A finding of past persecution triggers a regulatory presumption that the applicant has a well-founded fear of future persecution. See Surita v. INS, 95 F.3d 814, 821 (9th Cir.1996). To rebut this presumption, the INS must show, “by a preponderance of the evidence, that ‘since the time the persecution occurred conditions in the applicant’s country ... have changed to such an extent that the applicant no longer has a well-founded fear of being persecuted if ... [she] were to return.’ ” Singh v. Ilchert, 69 F.3d 375, 378 (9th Cir.1995) (per curiam) (quoting 8 C.F.R. § 208.13(b)(1)(i)). “ ‘[Individualized analysis’ of how changed conditions will affect the specific petitioner’s situation is required. Information about general changes in the country is not sufficient.” Borja, 175 F.3d at 738 (emphasis added) (citation omitted).

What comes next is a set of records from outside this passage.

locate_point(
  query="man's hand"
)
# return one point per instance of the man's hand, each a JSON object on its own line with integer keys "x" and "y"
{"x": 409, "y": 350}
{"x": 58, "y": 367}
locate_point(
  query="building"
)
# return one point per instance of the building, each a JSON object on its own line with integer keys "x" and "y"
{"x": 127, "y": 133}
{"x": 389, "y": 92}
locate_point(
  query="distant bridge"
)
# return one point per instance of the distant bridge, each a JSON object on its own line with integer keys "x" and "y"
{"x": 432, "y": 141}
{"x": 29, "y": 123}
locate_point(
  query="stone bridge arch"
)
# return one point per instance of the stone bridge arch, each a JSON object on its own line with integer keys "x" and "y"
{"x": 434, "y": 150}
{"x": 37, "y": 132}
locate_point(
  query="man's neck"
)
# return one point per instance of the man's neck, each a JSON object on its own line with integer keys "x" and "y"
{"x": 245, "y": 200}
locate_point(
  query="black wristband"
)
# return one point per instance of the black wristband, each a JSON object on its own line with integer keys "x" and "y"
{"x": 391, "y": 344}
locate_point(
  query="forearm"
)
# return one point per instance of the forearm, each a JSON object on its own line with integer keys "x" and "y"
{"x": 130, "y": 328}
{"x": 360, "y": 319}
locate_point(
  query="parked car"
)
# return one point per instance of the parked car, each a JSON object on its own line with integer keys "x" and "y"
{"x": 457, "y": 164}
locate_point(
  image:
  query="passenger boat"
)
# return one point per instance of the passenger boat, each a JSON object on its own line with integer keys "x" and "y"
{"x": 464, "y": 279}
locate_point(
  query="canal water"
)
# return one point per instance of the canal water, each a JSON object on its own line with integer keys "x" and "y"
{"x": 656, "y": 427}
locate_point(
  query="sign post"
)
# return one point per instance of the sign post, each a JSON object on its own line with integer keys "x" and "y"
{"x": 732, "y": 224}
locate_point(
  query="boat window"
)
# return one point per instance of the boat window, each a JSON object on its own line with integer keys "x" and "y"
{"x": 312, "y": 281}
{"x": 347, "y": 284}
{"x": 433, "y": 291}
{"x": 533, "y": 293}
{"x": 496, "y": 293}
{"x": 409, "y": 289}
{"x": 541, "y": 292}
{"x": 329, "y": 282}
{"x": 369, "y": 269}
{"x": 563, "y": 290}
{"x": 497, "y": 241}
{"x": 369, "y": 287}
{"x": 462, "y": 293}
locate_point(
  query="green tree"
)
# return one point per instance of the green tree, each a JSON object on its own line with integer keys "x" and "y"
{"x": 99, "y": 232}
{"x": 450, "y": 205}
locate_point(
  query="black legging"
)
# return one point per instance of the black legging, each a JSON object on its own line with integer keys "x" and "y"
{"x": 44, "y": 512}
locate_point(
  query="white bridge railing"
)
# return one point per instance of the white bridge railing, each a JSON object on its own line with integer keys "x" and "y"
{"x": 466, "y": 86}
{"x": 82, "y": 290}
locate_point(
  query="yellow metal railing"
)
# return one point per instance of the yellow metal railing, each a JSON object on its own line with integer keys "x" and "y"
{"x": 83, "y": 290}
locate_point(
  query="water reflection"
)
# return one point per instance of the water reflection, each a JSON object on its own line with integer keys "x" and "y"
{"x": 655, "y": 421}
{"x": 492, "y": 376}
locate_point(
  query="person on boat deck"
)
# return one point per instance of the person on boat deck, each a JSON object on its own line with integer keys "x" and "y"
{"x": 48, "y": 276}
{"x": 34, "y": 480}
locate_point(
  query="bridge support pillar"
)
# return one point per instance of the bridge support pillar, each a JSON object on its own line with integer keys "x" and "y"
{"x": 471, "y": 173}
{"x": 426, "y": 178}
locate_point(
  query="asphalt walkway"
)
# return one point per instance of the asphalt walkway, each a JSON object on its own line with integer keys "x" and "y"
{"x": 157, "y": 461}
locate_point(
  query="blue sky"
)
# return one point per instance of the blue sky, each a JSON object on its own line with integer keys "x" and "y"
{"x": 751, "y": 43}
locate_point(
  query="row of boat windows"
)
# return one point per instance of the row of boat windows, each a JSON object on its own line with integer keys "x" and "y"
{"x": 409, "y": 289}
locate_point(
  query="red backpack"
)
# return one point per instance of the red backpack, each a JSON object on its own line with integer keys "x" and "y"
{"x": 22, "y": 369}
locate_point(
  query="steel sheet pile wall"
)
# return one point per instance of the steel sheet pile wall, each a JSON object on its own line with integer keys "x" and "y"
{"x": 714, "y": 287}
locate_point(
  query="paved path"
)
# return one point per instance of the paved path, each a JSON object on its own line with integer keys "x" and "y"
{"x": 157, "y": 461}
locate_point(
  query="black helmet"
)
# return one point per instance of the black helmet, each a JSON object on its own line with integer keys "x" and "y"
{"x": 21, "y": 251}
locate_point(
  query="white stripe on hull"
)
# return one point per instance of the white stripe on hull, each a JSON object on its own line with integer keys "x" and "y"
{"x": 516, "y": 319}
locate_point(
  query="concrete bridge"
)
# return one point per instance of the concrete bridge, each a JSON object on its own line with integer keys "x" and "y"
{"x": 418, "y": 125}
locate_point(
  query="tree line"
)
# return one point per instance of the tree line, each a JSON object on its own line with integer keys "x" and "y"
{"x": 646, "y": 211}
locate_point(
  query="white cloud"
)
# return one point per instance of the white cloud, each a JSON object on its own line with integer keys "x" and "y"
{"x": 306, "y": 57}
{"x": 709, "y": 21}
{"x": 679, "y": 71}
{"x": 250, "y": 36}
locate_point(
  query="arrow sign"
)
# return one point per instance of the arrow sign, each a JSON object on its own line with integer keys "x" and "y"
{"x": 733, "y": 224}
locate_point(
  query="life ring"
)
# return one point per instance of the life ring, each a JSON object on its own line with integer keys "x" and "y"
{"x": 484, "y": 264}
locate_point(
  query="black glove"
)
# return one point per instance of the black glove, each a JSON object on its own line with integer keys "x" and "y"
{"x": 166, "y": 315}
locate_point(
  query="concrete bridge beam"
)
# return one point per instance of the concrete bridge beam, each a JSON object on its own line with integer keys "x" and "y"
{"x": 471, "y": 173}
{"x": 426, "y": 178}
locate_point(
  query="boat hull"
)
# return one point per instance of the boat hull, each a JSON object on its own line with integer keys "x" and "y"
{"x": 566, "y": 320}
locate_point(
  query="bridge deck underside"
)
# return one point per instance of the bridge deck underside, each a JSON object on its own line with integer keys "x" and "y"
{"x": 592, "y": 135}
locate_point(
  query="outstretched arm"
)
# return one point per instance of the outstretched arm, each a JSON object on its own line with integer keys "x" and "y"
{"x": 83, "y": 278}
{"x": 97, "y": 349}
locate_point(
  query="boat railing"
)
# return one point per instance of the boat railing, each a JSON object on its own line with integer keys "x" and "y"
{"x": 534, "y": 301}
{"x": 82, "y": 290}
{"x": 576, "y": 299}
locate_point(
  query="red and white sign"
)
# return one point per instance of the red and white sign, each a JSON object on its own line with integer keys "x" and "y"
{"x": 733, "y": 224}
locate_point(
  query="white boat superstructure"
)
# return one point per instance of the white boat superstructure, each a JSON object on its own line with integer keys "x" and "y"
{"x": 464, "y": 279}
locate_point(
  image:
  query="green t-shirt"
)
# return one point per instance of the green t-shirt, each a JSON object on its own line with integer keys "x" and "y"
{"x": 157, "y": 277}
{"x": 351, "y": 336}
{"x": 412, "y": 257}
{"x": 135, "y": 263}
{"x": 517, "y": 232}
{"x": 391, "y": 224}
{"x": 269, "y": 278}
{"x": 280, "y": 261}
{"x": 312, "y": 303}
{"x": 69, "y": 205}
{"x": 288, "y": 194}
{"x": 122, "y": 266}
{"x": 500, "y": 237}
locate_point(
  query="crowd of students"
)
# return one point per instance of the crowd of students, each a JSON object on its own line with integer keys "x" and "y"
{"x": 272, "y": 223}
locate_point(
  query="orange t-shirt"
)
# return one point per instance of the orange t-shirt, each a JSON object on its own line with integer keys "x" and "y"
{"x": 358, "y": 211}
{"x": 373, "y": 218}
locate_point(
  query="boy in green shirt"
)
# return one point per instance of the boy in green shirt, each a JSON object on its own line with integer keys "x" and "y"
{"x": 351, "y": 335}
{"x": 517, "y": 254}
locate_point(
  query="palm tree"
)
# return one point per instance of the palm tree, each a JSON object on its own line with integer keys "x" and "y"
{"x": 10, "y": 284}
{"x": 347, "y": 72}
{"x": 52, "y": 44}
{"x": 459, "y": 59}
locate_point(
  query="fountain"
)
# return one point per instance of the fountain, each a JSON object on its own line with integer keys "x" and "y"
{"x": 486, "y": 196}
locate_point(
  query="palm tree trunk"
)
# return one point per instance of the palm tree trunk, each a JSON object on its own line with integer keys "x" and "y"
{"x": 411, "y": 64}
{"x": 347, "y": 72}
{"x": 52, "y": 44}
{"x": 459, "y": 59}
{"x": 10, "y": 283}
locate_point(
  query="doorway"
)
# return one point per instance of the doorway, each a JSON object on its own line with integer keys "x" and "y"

Because the BIA did not consider Shoafera’s application in light of the presumption created by past persecution, see 8 C.F.R. § 208.13(b)(1)(i), we remand to the BIA so that it may undertake that inquiry.5 See Osorio, 99 F.3d at 933 (9th Cir.1996). The BIA is confined to examining the existing record to determine whether the INS has carried its burden of rebutting the presumption. See Navas, 217 F.3d at 662 (noting that the “INS is required to make a complete record during the administrative proceedings.”).
III
We conclude that Shoafera suffered past persecution on account of ethnicity, thus triggering a regulatory presumption that she is eligible for asylum. This presumption can be overcome only by an individualized analysis of Shoafera’s situation which demonstrates that changed conditions in Ethiopia have eliminated the basis for her individual fear of future persecution. See Osorio, 99 F.3d at 933. We remand to the BIA to determine whether the INS has produced sufficient evidence to overcome the presumption in Shoafera’s favor and for such further proceedings as are necessary to determine Shoafera’s immigration status.
Petition GRANTED. REMANDED to the BIA for further proceedings.